GAINESVILLE, Fla. -- There is very little middle ground when it comes to evaluating Florida’s 2009 17-member signing class.
Eight became starters, seven turned into busts and two others are role players -- including one who has driven two separate coaching staffs crazy. Seven of those starters have done so for multiple seasons.
That’s not a bad ratio. Most coaches would be ecstatic if 50 percent of every signing class developed into starters, even if it also meant half weren’t going to make much impact, if any, on the program.
Of course, it’s impossible to know that on signing day. It’s only several years later that a coach can found out how good of a job he did.
"You judge a recruiting class after it’s been on your campus for two or three years," Florida coach Will Muschamp has previously said. "Everybody wants to judge it in February and rank them and say this class is great. That’s ridiculous to be able to rank a class in February when these guys haven’t even stepped on campus yet and been through a spring practice and been in fall camp.

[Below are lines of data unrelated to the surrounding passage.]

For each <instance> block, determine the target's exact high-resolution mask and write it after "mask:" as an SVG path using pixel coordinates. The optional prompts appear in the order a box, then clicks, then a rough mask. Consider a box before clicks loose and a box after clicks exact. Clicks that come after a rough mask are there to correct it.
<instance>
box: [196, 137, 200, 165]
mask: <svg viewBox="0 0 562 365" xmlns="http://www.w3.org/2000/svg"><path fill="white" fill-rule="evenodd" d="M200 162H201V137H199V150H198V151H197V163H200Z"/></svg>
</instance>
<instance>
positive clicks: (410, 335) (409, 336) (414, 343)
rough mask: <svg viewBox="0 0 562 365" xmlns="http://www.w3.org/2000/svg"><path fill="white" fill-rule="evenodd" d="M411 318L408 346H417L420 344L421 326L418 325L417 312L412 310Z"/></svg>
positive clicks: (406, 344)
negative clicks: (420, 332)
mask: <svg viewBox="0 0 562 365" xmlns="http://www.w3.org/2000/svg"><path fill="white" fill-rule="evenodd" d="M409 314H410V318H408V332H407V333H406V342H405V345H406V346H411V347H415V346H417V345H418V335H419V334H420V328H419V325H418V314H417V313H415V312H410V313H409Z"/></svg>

"I’ve been around a lot of guys who were two-stars who ended up playing in the NFL for a really long time. They were really good players. And I’ve been around some five-stars who couldn’t play."
Here’s a look back at the 2009 class:
Then-coach Urban Meyer signed eight players who started at least one season: LB Jelani Jenkins, RB Mike Gillislee, LB Jon Bostic, TE Jordan Reed, S Josh Evans, C Jonotthan Harrison, G Jon Halapio and OT Xavier Nixon. All but Gillislee started multiple seasons, and five (Bostic, Reed, Jenkins, Gillislee and Nixon) earned All-SEC honors at least once in their careers.
The most productive player in that group is Bostic, who has started every game the past two seasons and finished his career with 237 tackles, 7.5 sacks, and five interceptions. He was the unquestioned leader of the defense the past two seasons.
Jenkins had an injury-riddled 2012 but still finished his career with 182 tackles, six sacks and three interceptions. He redshirted in 2009 and decided to bypass his final season for the NFL. Evans played the best football of his career in 2012, leading the Gators with 83 tackles and finishing his career with 154 tackles and five interceptions.
Reed signed as a quarterback, redshirted in 2009, rotated with John Brantley and Trey Burton in 2010, and was converted to tight end in 2011. Despite having never played the position before, Reed caught 79 passes for 945 yards and six touchdowns. Reed also threw for 252 yards and three touchdowns and ran for 328 yards and five touchdowns.
Gillislee was stuck behind Jeff Demps and Chris Rainey for three seasons, but finally got his chance to start in 2012 and flourished in the pro-style offense. Gillislee rushed for 1,152 yards and 10 touchdowns to become UF’s first 1,000-yard rusher since Ciatrick Fason in 2004.
Halapio has started 28 consecutive games (33 overall), and Harrison has started 27 consecutive games (27 overall), and both are scheduled to start at right guard and center, respectively, again in 2013. Nixon started 33 games in his career, including the last five of his freshman season.
Meyer compared WR Andre Debose to Percy Harvin, but Debose hasn’t come anywhere close to being half the player Harvin was at Florida. Debose has made his biggest impact as a kick returner (he already holds the school record with four kickoff returns for touchdowns) but attitude, work ethic and consistency issues have kept him from seeing much time on offense.
It’s a shame because Debose probably has the most athletic ability of any receiver on the roster and could be the playmaker the Gators have been desperately seeking for the past three seasons. He has one more season remaining, and the hope is that he’ll finally figure things out and become someone the coaching staff can trust.
OL Kyle Koehne has worked at center, guard and tackle throughout his career and has started four games, but is mainly an injury fill-in. His versatility makes him valuable, although he might find himself a more permanent home in 2013 with the additions of several incoming players.
DT Gary Brown turned into one of the biggest busts in school history. Brown, who was ESPN’s No. 2 defensive tackle and the No. 23 overall player, was dismissed from the team after his arrest for allegedly striking two women at an off-campus party.
Two other signees (LB/S Dee Finley, TE Desmond Parks) eventually transferred. Finley, ESPN’s No. 2 safety, failed to qualify in 2008 and spent a year at a prep school before enrolling in 2009. He never played much and left in the middle of the 2011 season after compiling a 12 tackles in 19 games.
Parks never played in a game in two seasons before transferring.
OL Nick Alajajian, WR Stephen Alli, DE Kedric Johnson and DT Edwin Herbert have played in a combined 94 games in their careers. Only Alli (three catches for 17 yards) and Johnson (nine tackles) have compiled any stats. Alajajian, who was converted to defensive tackle, never started a game. Alajajian and Johnson missed the 2012 season with injuries.